“Loyalty means nothing unless it has at its heart the absolute principle of self-sacrifice.” Woodrow Wilson
Being victim to backstabbing is downright painful. Backstabbers put on fronts that appear accommodating, loyal and even sacrificial. Then, without warning they strike. There’s many reasons why backstabbers act as they do. They’re selfish, have a lack of self-esteem and a sense of powerlessness. They’re also likely hiding feelings of inadequacy and feel resentful of what you have that they don’t. Whatever the cause, there’s no good or right reason to be a backstabber.
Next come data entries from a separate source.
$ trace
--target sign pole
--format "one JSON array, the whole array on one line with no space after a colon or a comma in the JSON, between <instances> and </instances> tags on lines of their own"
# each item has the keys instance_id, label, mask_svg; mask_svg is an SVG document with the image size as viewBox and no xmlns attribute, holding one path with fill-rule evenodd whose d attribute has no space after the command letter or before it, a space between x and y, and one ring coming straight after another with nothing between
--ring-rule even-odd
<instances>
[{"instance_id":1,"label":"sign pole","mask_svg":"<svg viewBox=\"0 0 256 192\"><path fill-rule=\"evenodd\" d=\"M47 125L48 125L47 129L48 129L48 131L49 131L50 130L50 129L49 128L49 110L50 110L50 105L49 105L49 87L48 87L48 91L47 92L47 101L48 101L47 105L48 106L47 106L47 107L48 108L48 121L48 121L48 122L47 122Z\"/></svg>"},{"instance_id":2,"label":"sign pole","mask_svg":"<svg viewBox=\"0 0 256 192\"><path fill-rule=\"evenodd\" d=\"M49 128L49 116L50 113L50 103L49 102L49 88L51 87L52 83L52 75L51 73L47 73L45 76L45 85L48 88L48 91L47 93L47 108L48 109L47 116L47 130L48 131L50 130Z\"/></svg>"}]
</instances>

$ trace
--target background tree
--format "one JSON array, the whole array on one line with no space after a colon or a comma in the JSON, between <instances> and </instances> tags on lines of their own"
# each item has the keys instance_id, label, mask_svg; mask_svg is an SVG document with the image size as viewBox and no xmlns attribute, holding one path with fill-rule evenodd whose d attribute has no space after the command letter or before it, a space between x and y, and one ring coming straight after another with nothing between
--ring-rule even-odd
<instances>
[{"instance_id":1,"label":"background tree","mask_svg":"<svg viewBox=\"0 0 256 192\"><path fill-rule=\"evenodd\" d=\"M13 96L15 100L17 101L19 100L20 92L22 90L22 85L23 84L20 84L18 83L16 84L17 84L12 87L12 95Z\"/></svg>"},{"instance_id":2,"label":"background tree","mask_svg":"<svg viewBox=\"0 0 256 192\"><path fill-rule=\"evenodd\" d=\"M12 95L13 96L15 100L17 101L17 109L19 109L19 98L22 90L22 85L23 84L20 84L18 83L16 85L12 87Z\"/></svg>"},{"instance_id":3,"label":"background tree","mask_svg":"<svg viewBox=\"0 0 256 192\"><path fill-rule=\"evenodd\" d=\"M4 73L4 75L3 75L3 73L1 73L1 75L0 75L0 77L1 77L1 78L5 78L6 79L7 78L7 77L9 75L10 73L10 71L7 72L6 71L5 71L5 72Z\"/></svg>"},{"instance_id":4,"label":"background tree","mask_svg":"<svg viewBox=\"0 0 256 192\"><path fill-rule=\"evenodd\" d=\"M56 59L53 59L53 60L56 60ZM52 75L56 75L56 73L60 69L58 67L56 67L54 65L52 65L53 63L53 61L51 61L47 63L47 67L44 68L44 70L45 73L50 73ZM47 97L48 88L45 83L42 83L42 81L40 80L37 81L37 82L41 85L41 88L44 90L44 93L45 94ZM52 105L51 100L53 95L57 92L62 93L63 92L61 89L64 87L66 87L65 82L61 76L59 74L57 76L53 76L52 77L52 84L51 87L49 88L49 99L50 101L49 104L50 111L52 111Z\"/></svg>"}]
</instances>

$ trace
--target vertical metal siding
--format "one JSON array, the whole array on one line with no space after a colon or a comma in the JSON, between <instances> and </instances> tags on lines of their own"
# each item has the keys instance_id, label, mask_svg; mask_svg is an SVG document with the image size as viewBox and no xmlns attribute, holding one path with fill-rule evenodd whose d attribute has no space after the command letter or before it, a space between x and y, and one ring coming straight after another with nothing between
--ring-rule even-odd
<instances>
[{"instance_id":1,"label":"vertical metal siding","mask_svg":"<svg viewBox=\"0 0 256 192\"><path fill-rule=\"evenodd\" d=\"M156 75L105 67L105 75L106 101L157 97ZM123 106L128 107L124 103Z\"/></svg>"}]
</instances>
Sometimes, having a backstabber in your life is unavoidable. You or your spouse may work with one, or perhaps a close friend associates with one and you find yourself crossing paths from time to time. Does this mean you are doomed to be a victim? No. There are several things you can do to disarm backstabbers before they strike, and we are sharing those tips today.
1. Watch your back
This may seem obvious, but it’s pertinent. If you suspect a backstabber is running loose around your office or close circle of friends, then be cautious with the things that matter most to you. Be careful who you share your deepest thoughts with. Only share personal matters with those who have proven to be trustworthy in your life. Remember, backstabbers can be sneaky, slick and seductive. They may seem like just the person to share your secrets with – that’s the way they want it.
2. Stand up for fellow victims
When you see backstabbing happen to someone else, try to stop it. A coworker may say to you “Tom makes a mess of every sales meeting he attends.” What’s your impulse? If you are like many, you may want to chime in with some of your own negative thoughts about Tom. But if you want to help curb backstabbing, then resist the temptation. Say firmly that you don’t agree. Or point out something good about the person who is being backstabbed. After all, someday you may need Tom, or someone else, to do the same for you.
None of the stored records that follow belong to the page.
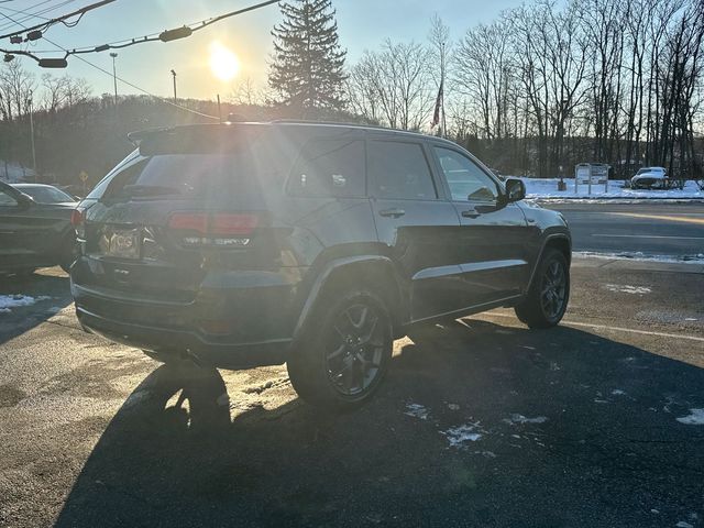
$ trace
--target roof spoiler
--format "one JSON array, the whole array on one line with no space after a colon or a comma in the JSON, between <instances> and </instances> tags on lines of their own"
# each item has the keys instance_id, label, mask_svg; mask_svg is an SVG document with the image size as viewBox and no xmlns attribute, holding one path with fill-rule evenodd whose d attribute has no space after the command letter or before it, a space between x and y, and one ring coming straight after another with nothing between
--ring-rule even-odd
<instances>
[{"instance_id":1,"label":"roof spoiler","mask_svg":"<svg viewBox=\"0 0 704 528\"><path fill-rule=\"evenodd\" d=\"M163 132L168 132L169 130L174 130L173 127L156 127L153 129L146 129L146 130L138 130L135 132L130 132L128 134L128 140L130 140L130 143L132 143L134 146L139 147L140 143L142 143L142 141L146 138L150 138L152 135L156 135L158 133L163 133Z\"/></svg>"}]
</instances>

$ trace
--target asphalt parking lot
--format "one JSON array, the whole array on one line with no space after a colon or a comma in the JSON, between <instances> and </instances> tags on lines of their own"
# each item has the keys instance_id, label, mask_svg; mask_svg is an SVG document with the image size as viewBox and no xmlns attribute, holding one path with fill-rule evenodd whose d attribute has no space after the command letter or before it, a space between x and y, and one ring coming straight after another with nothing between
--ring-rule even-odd
<instances>
[{"instance_id":1,"label":"asphalt parking lot","mask_svg":"<svg viewBox=\"0 0 704 528\"><path fill-rule=\"evenodd\" d=\"M0 316L0 526L704 526L701 265L578 260L560 328L417 329L336 417L85 334L67 290L0 283L45 296Z\"/></svg>"}]
</instances>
3. Build a network of trust
One of the most important preventative measures you can take is to make a favorable impression on the people and relationships around you. This goes for co-workers, friends, family and beyond. Support these people in your life and show your loyalty as well.
It’s also important to have a trustworthy confidant, a person who can act as a mirror and reflect the truth. You can ask this person “does it seem to you that so-and-so is trying to make me look bad?” Your confidant will be able to shoot straight and let you know if you are being paranoid, or if real danger is on the horizon.
4. Let go of revenge
Lastly, it’s important to remember that revenge never gets you anywhere good. It’s understandable to still feel pain if you’ve been backstabbed in the past. But storing up pain and plotting revenge will eventually punish you more than it does the backstabber. So, do yourself a favor and let go of revenge.
Remember, if you have been backstabbed in the past, or if you fear it’s on the horizon, there are ways to move on gracefully and avoid being victim. Make the best of your life and enjoy yourself to the fullest. Don’t seek revenge. After all, living life well is really the best route to take.
Have you or your spouse been victim to backstabbing? How did you overcome this, and what did you do to protect yourself in the future?